Microalgae species can produce oil and protein in non-cultivable lands, reducing the need for defrosting and can have an important role in reducing carbon foot-print of animal production. One of the most valuable products of microalgae is their oil, which ranges from 20 to 50% of the dry weight of microalgae (Brennan and Owende 2010; Leonga et al. 2018). The I. galbana is often grown on farms to produce oils that contain large amounts of PUFA rich in omega-3 long chain FA, such as EPA and DHA (Gouveia et al. 2008). Species of the genus N. oculata are also known to be rich in EPA (Kagan et al. 2014; Borges et al. 2016).

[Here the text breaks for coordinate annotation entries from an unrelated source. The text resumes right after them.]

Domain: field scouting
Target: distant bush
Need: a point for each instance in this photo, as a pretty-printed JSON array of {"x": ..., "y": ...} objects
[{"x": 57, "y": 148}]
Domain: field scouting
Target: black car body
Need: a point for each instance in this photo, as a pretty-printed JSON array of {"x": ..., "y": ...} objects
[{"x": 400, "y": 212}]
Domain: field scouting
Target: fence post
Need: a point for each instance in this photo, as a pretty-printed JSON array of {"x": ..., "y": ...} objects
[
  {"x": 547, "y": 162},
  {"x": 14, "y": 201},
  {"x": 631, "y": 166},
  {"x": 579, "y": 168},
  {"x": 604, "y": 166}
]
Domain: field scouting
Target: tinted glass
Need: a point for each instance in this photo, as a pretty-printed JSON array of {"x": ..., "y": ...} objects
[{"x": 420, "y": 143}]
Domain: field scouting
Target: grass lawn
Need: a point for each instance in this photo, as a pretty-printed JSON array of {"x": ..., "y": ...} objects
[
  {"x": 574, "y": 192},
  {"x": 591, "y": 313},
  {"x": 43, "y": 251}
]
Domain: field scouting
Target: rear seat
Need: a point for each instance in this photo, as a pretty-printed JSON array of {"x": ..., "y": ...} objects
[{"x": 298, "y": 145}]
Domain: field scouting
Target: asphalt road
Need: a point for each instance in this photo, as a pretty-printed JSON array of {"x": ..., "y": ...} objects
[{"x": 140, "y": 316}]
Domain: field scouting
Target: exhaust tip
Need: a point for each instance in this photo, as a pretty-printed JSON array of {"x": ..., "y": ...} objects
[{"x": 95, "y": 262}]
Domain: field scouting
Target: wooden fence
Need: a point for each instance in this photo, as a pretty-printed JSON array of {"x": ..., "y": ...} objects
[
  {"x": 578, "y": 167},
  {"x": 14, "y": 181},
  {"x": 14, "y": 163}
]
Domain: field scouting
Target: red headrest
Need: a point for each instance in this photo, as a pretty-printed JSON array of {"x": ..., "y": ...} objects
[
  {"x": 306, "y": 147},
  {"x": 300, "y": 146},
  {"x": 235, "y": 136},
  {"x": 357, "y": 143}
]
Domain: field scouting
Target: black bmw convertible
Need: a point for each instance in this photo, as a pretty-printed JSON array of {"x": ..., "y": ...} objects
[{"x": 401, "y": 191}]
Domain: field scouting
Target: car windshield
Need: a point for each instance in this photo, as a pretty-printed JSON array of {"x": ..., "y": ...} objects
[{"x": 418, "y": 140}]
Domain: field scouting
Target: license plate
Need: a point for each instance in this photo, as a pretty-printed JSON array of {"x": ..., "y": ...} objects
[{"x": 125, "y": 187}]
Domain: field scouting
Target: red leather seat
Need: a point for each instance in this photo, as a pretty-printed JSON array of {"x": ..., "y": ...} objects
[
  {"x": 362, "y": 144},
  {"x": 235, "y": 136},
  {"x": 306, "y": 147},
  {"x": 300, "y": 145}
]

Factors such as nutrient quantity and quality, light, pH, turbulence, salinity, and temperature are the most important parameters on which, the growth of microalgae depends (Lavens and Sorgeloos 1996; Converti et al. 2009; Emmanuel and Nelson 2016). Vitamins regulate biochemical reactions in microalgae (Hakalin et al. 2014) and the growth rate of some microalgae species is highly dependent on some the vitamins such as cobalamin, biotin and thiamine (Tandon et al. 2017). However, the effect of vitamins on the growth, diversity, and productivity of microalgae has been poorly studied (Arif et al. 2019).

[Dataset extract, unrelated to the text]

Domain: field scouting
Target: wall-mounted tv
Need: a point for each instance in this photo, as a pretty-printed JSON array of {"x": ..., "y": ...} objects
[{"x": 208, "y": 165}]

The effects of different Nitrogen and phosphorus concentration as the main limiting nutrients on growth performance and biomass production of I. galbana and N. oculata had been evaluated previously (Andersen 2005; Zarrinmehr et al. 2020). However, there was not any report about effects of modifying the availability of culture medium sources of nitrogen and phosphorus. In the composition of the Walne medium, No3-, Po4-, and Cl- are considered as anions, and Na+, Mn+, Co+, Zn+, and Cu+ are considered as cations. Cations chelating anions and making them less available to microalgae. So, we hypothesize that changing the concentration of cations in the culture media, without increasing the concentration of N and P sources, will change the availability of anionic compounds for microalgae and consequently affects microalgal production and composition. Therefore, the effects of lower levels of cations including ZnCl2, CoCl2. 6H2O, (NH4)6Mn7O24, and CuSo4. 5H2O and higher levels of B1 and B12 vitamin in Walne medium on the growth rate, biomass production performance, chemical composition, and fatty acid profile of I. galbana and N. oculata, were investigated in this study.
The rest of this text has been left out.